What you need to know:

  • Routing the cables:
    • Staying organized. Try to pick a path, or a few main paths, to stick to for the majority of the home runs from your panel to the first location in your circuit. This not only looks better and will help you to keep track of things for yourself, but it looks better to the inspector and makes their job easier, which can save you trouble in the long run.
    • Stay out of the way! Cables are fairly easy to damage. Keep them clear of anything that gets hot, moves, pinches, or still has work left to be done on it. You are required to stay a minimum of six feet from any attic access, or protect the cable within that distance.
  • Required Spacing:
    • Avoid Bundling. While you want to route your cables close to each other, avoid stacking them together whenever possible. The process of conducting electricity creates heat, and the cables need to be able to dissipate this.
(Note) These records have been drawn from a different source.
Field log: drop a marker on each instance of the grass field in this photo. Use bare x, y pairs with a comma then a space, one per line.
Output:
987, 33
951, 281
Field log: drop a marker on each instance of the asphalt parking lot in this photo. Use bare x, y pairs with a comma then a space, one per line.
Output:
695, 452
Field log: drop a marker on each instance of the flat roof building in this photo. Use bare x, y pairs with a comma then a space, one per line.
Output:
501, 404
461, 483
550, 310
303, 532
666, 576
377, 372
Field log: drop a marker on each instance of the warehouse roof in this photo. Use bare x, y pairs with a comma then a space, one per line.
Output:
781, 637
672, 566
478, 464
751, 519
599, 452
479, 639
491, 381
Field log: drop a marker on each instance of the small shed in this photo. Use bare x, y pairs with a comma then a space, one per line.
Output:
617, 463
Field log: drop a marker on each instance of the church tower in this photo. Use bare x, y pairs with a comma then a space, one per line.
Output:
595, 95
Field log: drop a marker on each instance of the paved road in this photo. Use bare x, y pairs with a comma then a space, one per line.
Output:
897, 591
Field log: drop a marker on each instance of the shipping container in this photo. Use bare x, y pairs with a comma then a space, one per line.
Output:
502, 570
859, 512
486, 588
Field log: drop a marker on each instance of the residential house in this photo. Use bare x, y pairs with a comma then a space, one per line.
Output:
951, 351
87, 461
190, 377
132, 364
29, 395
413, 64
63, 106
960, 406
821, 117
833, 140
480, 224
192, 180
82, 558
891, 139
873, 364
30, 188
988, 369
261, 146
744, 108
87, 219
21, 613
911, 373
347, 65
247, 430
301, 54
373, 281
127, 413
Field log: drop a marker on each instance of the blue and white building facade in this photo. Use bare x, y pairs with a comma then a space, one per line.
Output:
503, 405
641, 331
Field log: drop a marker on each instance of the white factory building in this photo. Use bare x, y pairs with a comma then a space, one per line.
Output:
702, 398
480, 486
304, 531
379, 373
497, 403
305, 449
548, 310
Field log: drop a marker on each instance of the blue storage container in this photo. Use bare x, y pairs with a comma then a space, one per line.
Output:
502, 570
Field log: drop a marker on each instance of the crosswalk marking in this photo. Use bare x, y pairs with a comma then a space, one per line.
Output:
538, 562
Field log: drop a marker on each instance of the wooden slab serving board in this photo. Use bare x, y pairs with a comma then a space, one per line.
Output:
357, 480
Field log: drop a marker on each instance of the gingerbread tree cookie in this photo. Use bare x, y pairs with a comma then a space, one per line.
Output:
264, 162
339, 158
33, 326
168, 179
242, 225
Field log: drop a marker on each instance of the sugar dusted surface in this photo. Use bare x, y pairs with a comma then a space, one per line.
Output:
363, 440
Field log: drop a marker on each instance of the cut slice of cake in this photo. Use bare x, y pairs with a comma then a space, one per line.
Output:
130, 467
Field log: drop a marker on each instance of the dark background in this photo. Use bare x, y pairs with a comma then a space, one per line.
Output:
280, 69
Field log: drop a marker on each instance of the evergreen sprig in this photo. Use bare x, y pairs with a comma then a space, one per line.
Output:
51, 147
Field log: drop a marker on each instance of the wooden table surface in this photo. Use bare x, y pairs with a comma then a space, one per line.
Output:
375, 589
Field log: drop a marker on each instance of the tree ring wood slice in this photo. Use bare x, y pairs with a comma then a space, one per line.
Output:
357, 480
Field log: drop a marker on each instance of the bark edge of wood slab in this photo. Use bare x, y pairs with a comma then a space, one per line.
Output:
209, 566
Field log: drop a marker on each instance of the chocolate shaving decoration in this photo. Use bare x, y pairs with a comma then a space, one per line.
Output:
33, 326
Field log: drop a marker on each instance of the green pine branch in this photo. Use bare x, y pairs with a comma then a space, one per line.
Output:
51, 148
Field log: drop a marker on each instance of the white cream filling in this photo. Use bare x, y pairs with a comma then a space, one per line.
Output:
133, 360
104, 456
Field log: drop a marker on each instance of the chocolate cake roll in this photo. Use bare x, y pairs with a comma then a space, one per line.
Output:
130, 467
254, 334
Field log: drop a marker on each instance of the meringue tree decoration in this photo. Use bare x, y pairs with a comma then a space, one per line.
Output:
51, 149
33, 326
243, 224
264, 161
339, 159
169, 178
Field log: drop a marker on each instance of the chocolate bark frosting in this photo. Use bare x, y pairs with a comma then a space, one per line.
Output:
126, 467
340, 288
Avoid more than a couple of cables running through the same holes also. Too many cables stacked or ran through the same holes together can be considered "bundling" by the inspector, and get you turned down and issued a correction notice.
    • Stay away from the edge. Try to stay in or on the center of the surface you are running on or through. Any cables within 1 1/4 inches of the face of a stud or joist will need to be protected. If you have to run your cable in that 1 1/4 inch range, protect it with a "nail plate".
    • Notching the wood. If you have to notch the wood to get your cable where you need it, do so sparingly. Notching wood requires you to use a "nail plate" over the notch, and some wood members may be weakened by notching.
  • Securing and Supporting
    • Stapling the runs. Cables need to be secured with approved staples or straps every 4 1/2 feet at a maximum. This is when ran on a surface or on the top of trusses. When running through holes bored in the studs of a wall, the cables are considered properly supported and need no stapling is required in those sections as long as the spacing between the holes does not exceed 4 1/2 feet.
    • Securing by the boxes. Cables need to be secured with a staple or strap within 12 inches of a box or device.
    • Fishing. When doing remodel work, where the surfaces through which you are running are already covered, the securing and supporting requirements do not apply.
  • How much wire?
    • Leave enough cable at the box. The code requires at leats 6 inches of free conductor in a box. This is measured from the back, inside of the box. I know wire is expensive, but do yourself a favor and leave a little more than the required minimum. You'll thank yourself later.